C’est aus­si le début de l’en­vi­ron­ne­ment comme élé­ment d’une stra­té­gie de posi­tion­ne­ment d’i­mage, et l’on voit quelques entre­prises sor­tir les pre­mières cam­pagnes sur ce thème, comme Total qui, dès 1978, pla­car­dait des affiches repré­sen­tant un pay­sage de cam­pagne avec pour accroche « C’est beau chez nous ».

4. Construire une image durable

La der­nière période débute en 1986. Elle se tra­duit par un remo­de­lage de « l’i­dée éco­lo­gique » dû à trois facteurs :

1) de nou­velles catas­trophes : Tcher­no­byl, Bâle, Exxon Valdez ;
2) l’é­mer­gence de pro­blèmes mon­diaux : CFC et couches d’o­zone, CO2 et effet de serre, des­truc­tion de la forêt ama­zo­nienne, pluies acides ;
3) le retour tran­si­toire à la crois­sance à par­tir des années 1986–1987.

Une prise en compte décisive au niveau gouvernemental et industriel

À par­tir de 1988–1989, toute une série de mesures sont prises sur le plan ins­ti­tu­tion­nel. Les plus ori­gi­nales concernent cer­tai­ne­ment le déve­lop­pe­ment de la coopé­ra­tion inter­na­tio­nale. Ain­si, 1989, année euro­péenne de l’en­vi­ron­ne­ment, voit tout à la fois la créa­tion de l’A­gence euro­péenne de l’en­vi­ron­ne­ment, le Som­met inter­na­tio­nal de La Haye sur l’en­vi­ron­ne­ment, la Confé­rence inter­na­tio­nale sur la couche d’o­zone à Londres, le Som­met du G7 à l’oc­ca­sion du bicen­te­naire de la Révo­lu­tion fran­çaise qui fait une large place aux ques­tions d’en­vi­ron­ne­ment, la pre­mière réunion à Paris des États signa­taires du trai­té de l’Antarctique…

Au niveau inter­na­tio­nal com­mence à émer­ger une série de pro­jets gou­ver­ne­men­taux sur les éco­bi­lans, les audits envi­ron­ne­ment, la taxa­tion pol­lueurs-payeurs, des encou­ra­ge­ments fis­caux à la dépol­lu­tion. Le minis­tère de l’En­vi­ron­ne­ment tâche, davan­tage par des pro­cé­dés inci­ta­tifs que régle­men­taires, d’a­gir mal­gré une marge de manœuvre assez étroite.

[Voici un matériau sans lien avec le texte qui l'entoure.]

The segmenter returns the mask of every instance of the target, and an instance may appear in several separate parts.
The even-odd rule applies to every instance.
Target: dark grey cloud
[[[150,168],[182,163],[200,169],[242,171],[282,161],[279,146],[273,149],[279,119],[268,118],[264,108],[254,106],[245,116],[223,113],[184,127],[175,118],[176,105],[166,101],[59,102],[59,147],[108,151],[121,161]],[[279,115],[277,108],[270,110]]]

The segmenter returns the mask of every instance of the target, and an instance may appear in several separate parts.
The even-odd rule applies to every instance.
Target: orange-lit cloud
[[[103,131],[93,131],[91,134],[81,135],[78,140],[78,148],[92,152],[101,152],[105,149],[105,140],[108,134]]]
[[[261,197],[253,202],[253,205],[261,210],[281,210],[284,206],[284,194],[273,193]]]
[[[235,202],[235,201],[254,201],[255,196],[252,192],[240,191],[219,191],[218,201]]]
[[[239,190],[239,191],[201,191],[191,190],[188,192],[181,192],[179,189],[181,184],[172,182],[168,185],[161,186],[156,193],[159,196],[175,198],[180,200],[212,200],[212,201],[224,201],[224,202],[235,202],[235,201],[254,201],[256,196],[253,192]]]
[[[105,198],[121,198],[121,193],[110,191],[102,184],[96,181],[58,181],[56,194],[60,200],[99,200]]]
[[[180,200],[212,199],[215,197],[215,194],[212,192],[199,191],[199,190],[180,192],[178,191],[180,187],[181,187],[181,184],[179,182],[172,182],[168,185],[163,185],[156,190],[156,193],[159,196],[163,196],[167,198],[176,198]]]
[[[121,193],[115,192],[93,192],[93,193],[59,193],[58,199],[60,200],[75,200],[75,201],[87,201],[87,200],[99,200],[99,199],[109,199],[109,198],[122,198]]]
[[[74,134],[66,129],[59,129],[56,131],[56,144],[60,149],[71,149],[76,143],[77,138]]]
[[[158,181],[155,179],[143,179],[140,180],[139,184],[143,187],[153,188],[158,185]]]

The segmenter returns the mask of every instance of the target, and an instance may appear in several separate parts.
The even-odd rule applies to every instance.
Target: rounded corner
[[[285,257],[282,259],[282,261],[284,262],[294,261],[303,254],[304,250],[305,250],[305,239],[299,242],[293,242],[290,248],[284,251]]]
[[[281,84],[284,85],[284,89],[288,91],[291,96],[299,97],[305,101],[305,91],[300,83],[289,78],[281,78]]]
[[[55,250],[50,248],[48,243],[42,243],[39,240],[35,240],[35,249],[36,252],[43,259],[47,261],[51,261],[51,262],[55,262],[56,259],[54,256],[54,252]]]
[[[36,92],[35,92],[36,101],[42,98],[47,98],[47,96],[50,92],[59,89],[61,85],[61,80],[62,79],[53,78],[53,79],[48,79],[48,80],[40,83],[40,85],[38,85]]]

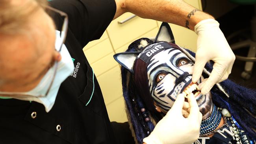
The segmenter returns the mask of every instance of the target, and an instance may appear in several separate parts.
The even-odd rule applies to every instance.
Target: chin
[[[199,107],[199,111],[202,114],[202,120],[208,118],[212,111],[213,103],[211,100],[211,94],[210,92],[205,95],[200,95],[196,97],[197,102]]]

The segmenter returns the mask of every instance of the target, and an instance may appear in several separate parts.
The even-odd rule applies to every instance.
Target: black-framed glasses
[[[66,40],[67,36],[67,32],[68,24],[69,22],[68,18],[67,15],[60,10],[52,7],[48,6],[45,6],[44,7],[45,8],[46,12],[49,15],[52,14],[59,15],[61,17],[63,17],[63,21],[62,24],[62,26],[60,31],[60,41],[59,44],[57,45],[58,47],[55,46],[56,50],[58,52],[60,52],[61,49],[61,47],[63,44],[64,44]],[[57,69],[58,68],[58,61],[56,61],[54,62],[54,71],[52,76],[52,78],[51,79],[50,85],[48,86],[47,90],[46,91],[45,94],[39,94],[38,95],[35,94],[35,95],[32,94],[26,94],[27,92],[1,92],[0,91],[0,96],[8,97],[11,98],[29,98],[30,97],[37,97],[38,98],[45,97],[47,95],[51,88],[53,83],[55,76],[56,76],[56,73],[57,72]]]

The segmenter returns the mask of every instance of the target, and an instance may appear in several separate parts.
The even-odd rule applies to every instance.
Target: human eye
[[[180,67],[183,65],[186,65],[187,63],[189,63],[189,61],[186,59],[181,59],[179,60],[178,63],[176,64],[176,66],[178,67]]]
[[[161,73],[158,74],[156,78],[156,81],[157,83],[160,81],[161,80],[163,79],[163,78],[166,76],[167,74],[166,73]]]

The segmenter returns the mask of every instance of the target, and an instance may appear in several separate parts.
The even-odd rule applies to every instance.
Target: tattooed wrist
[[[197,11],[198,11],[199,10],[198,9],[193,9],[192,11],[189,13],[187,15],[187,17],[188,19],[190,18],[190,17],[191,17],[191,16],[194,15],[195,15],[195,13],[197,12]],[[186,25],[185,26],[185,27],[189,29],[190,29],[189,27],[189,22],[188,20],[186,20]]]

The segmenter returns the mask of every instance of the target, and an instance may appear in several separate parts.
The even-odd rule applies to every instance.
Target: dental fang
[[[198,90],[194,94],[194,95],[195,97],[200,93],[199,89],[199,88],[198,87],[197,85],[195,83],[193,83],[193,84],[189,85],[184,90],[183,90],[183,92],[182,92],[182,93],[185,94],[185,98],[187,98],[187,96],[189,94],[192,93],[193,91],[195,90]]]

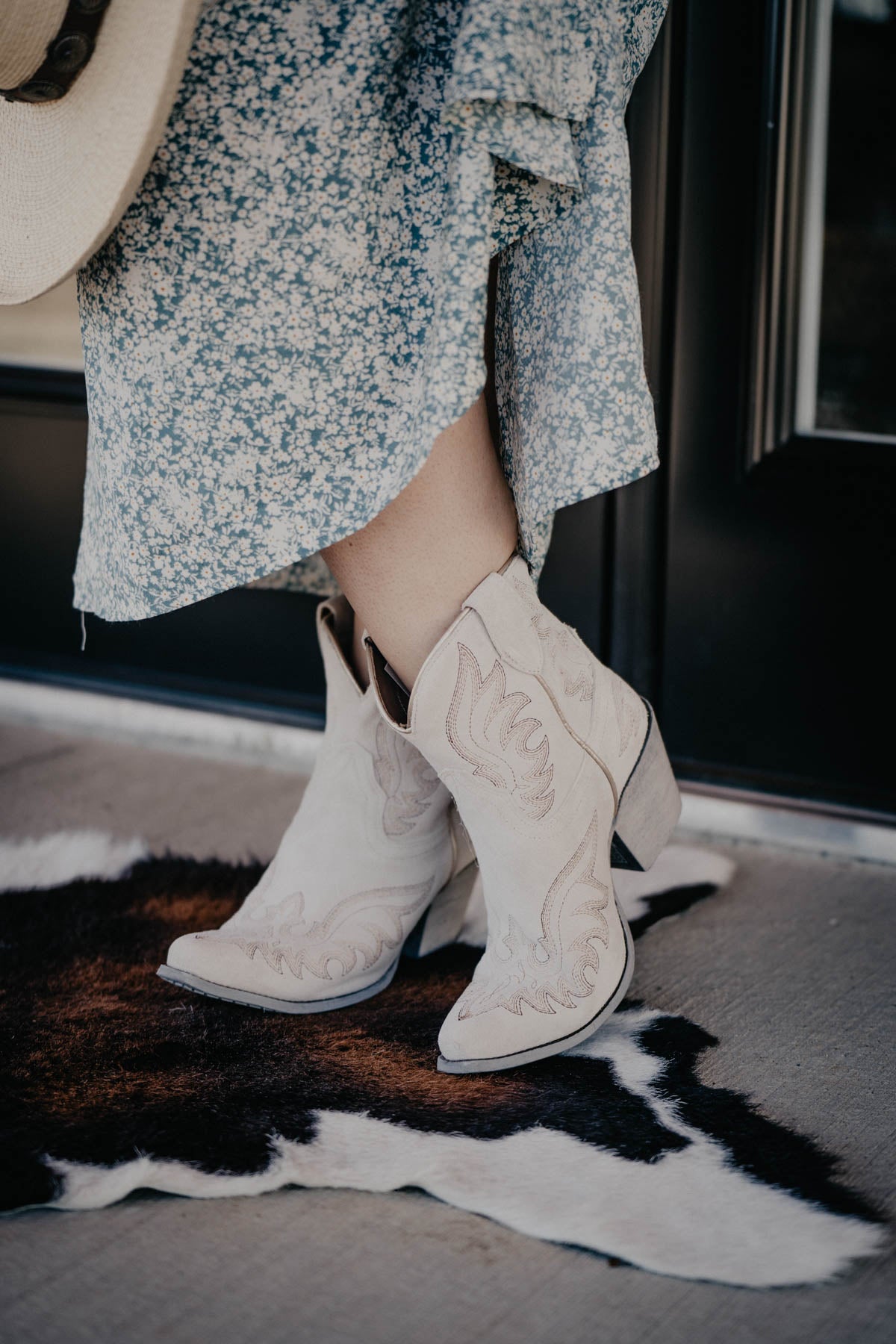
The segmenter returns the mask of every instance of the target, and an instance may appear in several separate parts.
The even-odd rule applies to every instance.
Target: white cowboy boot
[[[402,950],[451,942],[476,876],[445,785],[394,732],[343,652],[352,613],[321,602],[326,730],[301,806],[258,886],[220,929],[177,938],[159,974],[279,1012],[386,989]]]
[[[482,875],[488,943],[439,1068],[568,1050],[631,978],[611,845],[649,868],[680,813],[650,707],[541,605],[520,556],[470,593],[410,702],[369,640],[368,657],[382,711],[454,794]]]

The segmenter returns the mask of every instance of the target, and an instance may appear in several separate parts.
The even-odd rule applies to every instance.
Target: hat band
[[[90,60],[110,0],[69,0],[47,55],[15,89],[0,89],[7,102],[56,102]]]

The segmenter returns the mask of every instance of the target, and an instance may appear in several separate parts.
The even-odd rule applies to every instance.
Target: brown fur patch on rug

Quant aux entre­prises, elles paraissent défi­ni­ti­ve­ment inté­grer l’en­vi­ron­ne­ment dans leur stra­té­gie. 40 % des 130 pre­mières entre­prises ont créé leur propre ser­vice envi­ron­ne­ment depuis 1987. Paral­lè­le­ment, elles mettent en place des indi­ca­teurs de sui­vi de l’en­vi­ron­ne­ment et s’en­gagent sur des objec­tifs pré­cis. Cer­taines entre­prises s’a­per­çoivent du cré­neau et décident de por­ter leurs efforts sur l’en­vi­ron­ne­ment. Ain­si, la Lyon­naise des Eaux qui écrit dans son rap­port d’ac­ti­vi­té 1988 : « le futur est l’en­vi­ron­ne­ment ».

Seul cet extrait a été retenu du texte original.